The Government has said the merger of two lottery fund distributors is to go ahead. But many questions remain over how it will be done.
Despite the soothing words of Culture Secretary Tessa Jowell last week, there are still significant concerns about the future independence of lottery funding for the voluntary sector following the proposed merger of the Community Fund and the New Opportunities Fund. And it seems that the board of the Community Fund is prepared to dig in its heels to prevent any rapid change.
In her speech, Jowell formally announced the planned merger of the two lottery distributors but said the Government would not exercise more control over funding to charities than it does at present. She added that the proportion of money going to charities would not fall under the changes.
But Community Fund board members are concerned that the Culture Secretary's promises could be reneged on further down the line. "We want answers to our questions in the form of concrete legislation because of the risk that a future Culture Secretary could take a different view to Jowell," says a Community Fund insider.

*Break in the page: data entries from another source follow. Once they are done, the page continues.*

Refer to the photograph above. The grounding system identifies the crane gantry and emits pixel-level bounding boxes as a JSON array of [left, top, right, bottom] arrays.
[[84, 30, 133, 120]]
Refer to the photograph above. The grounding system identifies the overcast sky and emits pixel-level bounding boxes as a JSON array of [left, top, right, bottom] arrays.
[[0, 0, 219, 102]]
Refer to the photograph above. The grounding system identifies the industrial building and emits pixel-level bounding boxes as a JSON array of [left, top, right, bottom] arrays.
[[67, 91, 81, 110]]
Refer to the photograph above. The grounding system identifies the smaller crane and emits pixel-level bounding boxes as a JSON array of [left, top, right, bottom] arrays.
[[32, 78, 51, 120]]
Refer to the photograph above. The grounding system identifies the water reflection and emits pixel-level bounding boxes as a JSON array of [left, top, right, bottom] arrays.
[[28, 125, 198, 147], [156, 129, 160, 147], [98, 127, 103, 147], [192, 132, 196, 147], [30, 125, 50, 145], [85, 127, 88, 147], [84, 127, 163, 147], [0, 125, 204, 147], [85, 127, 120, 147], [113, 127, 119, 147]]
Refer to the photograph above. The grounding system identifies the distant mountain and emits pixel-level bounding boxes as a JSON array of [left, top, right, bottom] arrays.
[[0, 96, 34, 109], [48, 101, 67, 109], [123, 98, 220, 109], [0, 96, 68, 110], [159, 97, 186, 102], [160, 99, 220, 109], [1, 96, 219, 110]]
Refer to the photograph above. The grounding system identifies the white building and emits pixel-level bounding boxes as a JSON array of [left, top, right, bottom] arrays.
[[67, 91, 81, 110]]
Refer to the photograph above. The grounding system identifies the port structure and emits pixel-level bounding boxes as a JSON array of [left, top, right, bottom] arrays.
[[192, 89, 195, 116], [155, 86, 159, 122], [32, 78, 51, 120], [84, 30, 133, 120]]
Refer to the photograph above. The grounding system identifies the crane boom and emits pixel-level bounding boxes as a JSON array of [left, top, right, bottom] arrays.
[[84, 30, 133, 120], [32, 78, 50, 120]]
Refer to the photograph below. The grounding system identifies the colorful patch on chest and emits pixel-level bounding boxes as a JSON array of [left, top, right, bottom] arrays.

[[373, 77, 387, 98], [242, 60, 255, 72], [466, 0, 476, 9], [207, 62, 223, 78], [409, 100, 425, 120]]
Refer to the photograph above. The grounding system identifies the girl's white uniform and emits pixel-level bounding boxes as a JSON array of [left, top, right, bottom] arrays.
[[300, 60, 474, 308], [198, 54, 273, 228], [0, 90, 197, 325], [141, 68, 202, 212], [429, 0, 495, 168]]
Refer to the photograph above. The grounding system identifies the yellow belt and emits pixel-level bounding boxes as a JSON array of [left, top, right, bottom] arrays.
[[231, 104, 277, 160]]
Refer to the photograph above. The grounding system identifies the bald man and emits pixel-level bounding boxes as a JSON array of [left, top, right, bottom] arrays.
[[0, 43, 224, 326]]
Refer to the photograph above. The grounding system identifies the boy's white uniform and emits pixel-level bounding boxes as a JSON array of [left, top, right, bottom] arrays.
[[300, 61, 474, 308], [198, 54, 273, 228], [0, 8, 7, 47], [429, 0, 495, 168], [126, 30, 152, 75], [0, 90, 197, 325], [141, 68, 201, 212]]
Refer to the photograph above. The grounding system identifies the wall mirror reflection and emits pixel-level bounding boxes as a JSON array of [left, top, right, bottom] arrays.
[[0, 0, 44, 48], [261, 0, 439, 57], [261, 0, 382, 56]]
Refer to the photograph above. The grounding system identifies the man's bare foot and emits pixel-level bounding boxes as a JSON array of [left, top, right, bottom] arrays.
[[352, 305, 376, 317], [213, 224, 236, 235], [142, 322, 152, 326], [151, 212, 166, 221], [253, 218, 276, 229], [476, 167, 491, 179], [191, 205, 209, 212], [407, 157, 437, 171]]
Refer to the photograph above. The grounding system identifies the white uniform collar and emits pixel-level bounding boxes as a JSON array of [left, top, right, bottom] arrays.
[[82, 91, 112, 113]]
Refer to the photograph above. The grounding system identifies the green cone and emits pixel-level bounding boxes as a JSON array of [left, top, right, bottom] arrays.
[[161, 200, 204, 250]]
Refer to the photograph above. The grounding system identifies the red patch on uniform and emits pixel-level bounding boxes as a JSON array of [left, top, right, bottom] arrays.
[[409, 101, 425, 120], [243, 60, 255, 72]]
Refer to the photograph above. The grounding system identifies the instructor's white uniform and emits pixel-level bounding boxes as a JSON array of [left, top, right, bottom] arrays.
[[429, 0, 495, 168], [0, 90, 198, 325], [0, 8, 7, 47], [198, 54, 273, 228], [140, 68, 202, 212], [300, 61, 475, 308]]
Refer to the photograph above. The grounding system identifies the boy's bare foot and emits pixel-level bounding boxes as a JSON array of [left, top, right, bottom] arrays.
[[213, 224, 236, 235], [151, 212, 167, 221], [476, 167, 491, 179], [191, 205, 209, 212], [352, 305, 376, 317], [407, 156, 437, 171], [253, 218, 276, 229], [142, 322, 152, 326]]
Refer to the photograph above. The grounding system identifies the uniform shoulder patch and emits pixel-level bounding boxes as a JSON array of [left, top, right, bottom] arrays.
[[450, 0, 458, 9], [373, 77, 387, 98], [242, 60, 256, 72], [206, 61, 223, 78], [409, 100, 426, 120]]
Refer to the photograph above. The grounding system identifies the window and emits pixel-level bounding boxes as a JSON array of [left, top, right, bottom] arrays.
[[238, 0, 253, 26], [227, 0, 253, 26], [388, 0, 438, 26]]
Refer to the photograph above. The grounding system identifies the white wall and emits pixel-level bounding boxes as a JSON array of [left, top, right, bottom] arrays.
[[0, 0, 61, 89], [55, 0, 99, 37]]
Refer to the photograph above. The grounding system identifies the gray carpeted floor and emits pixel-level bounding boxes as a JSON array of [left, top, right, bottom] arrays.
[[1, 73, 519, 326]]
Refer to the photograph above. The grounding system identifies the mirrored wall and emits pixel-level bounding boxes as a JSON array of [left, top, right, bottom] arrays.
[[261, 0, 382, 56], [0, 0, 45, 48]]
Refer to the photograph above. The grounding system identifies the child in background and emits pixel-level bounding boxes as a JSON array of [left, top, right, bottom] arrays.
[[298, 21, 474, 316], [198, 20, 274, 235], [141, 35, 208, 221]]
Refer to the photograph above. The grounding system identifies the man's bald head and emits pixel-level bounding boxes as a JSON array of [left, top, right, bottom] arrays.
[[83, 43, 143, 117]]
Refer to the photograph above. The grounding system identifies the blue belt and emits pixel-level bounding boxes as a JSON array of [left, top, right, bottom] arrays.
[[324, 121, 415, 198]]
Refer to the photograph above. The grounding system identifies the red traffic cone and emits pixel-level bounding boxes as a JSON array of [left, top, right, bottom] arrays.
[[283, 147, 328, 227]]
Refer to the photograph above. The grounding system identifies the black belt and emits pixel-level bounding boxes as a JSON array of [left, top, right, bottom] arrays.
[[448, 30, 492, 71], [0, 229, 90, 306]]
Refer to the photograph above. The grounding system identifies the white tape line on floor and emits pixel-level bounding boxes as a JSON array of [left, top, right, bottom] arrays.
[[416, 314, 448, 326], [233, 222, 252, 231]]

She adds that the Government was hoping the Jowell announcement would be accompanied by a joint statement from the two funds, agreeing to the merger. "The Government was trying to bounce us into a joint statement with the New Opportunities Fund, but we wouldn't play ball because of our concerns," she says.
The Community Fund and many in the voluntary sector accept that Jowell is speaking in good faith but there are concerns that she has not spelt out how the independence of grants will be maintained. This is a key issue because the Community Fund and New Opportunities Fund have different roles, given that the latter's grants are more closely linked to government priorities in health and education.
Jowell has also failed to deal with other conditions recently set out by the Community Fund, such as the need for a devolved approach to grant making and the supporting of disadvantaged communities.
Primary legislation is needed to formally complete a merger and that would take another two years to come into force. Given this, the Government is believed to favour setting up a "shadow" merged body in the interim.
But to do this, it would need the co-operation of current Community Fund board members, which appears uncertain in the short term unless the Government addresses some of their concerns in more detail.
In the longer term, there may also be problems for ministers. For example, Conservative MP John Whittingdale has already called the merger a "takeover" by the New Opportunities Fund and it is likely that in its passage through Parliament, future legislation could encounter opposition in the House of Lords.
Board members at the Community Fund are concerned that its ethos of independence and of funding innovative and sometimes controversial projects could be swamped by the more "government-friendly" culture of the New Opportunities Fund.
It was a vitriolic campaign in the Daily Mail against grants to controversial groups, such as the National Coalition of Anti-Deportation Campaigns, that has put pressure on Jowell to act.
The intervention of Home Secretary David Blunkett last autumn, supporting media criticisms of the Community Fund's grants, was regarded by many in the sector as an illustration of the Government's intention to hobble the Community Fund.
Jowell has denied, however, that the Daily Mail's campaign led to the merger decision, pointing instead to her department's review of the distributors and the need to rationalise the work of the two.
NCVO agrees that there could be a business case for bringing the distributors together. "There's a shrinking pot of money from the Lottery so we can see the argument for making savings by merging distributors," says a spokesman.
But the Government needs to provide more details on how these savings will be made and who will benefit, he adds.
Brian Lamb, communications director at RNID, says he can see the advantages of merger but that issues such as independence and guarantees that charity funding will not be reduced need to be clearly addressed.
With lottery receipts falling, he says, it no longer makes sense to have two large distributors working separately, each with their own strategies and staffing hierarchies. Putting the two together would create a bigger pot of money, which could result in a more effective use of funds across different areas of activity, he believes. He hopes the merger will also be accompanied by a simplified application form. Streamlining was one of the arguments used by Jowell, who said the merger would offer applicants "a single front door".
Luke FitzHerbert, senior researcher at the Directory of Social Change, says that change was on the cards well before the media campaign against the Community Fund. "Before the general election, Labour said it intended to make the lottery distributors conform to strategic goals rather than just making grants, so the merger decision is not unexpected."
But he said it was a regrettable move to bring the stream of charitable funding closer to government. "The Community Fund made grants at arm's length from the Government but that arm has now become withered," he says.
For her part, Jowell said that she would be consulting charities on the proposed changes. But there is some scepticism about this offer, given that one of her junior ministers told ACEVO in mid-February that no decision on merger would be announced before consultation with the sector. Speaking last month, ACEVO chief executive Stephen Bubb said he was concerned that losing the Community Fund meant losing a large independent source of funding for community organisations.
Citing research from the Community Fund that three-quarters of the public think lottery distribution should be completely independent, he called for a new, not-for-profit body that was truly independent. The advantage of this, says Bubb, was such a body would not be linked to the New Opportunities Fund, whose grants are closer to government policy.